My central point in the original comment was that all our discussion and fighting about a better message that would have reached swing voters and won the election for Democrats is a distraction and will fail when our messages aren't even reaching voters.
This new media world is a severe threat to our democracy. That's what we need to fix first.
To what extent is rightwing propaganda media (both traditional and social) popular, because:
1) It's more entertaining than reality-based media (eg how the UK's Sun newspaper uses the sports coverage and celebrity gossip sugar to help the rightwing propaganda medicine go down), or
2) It is subsidized (or even gratis) thanks to billionaire owners running it at a loss to help their wider economics interests?
You want media that grabs attention (I'm old enough to remember the topless ladies in the Sun). If they get bored, you lose. There's an audience for more serious discussion of issues but that audience can think everyone should be like them, maybe interested in different issues but still want serious discussions of policy, They miss the huge audience that doesn't pay attention but wants entertainment.

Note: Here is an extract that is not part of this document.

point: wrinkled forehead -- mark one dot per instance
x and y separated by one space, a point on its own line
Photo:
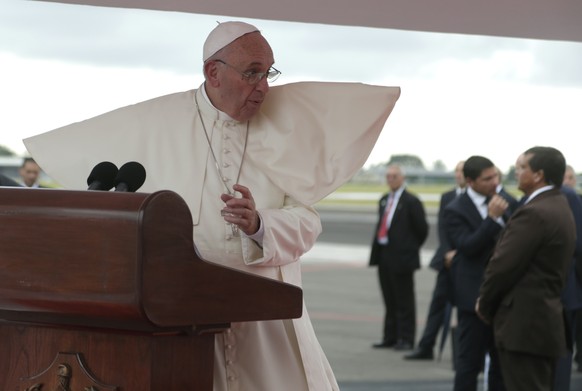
249 49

Sports, celebrity, fashion, topless ladies.
Even billionaires need their news media to be profitable or at best run at small manageable losses. The news division used to the the loss-making prestige part of a tv network that made their money on popular entertainment. Now if you aren't politically motivated, owning a news division has unpleasant political consequences given the explicit threats from Trump and his MAGA thugs. It takes guts to stand up to them. Most corporate leaders caved.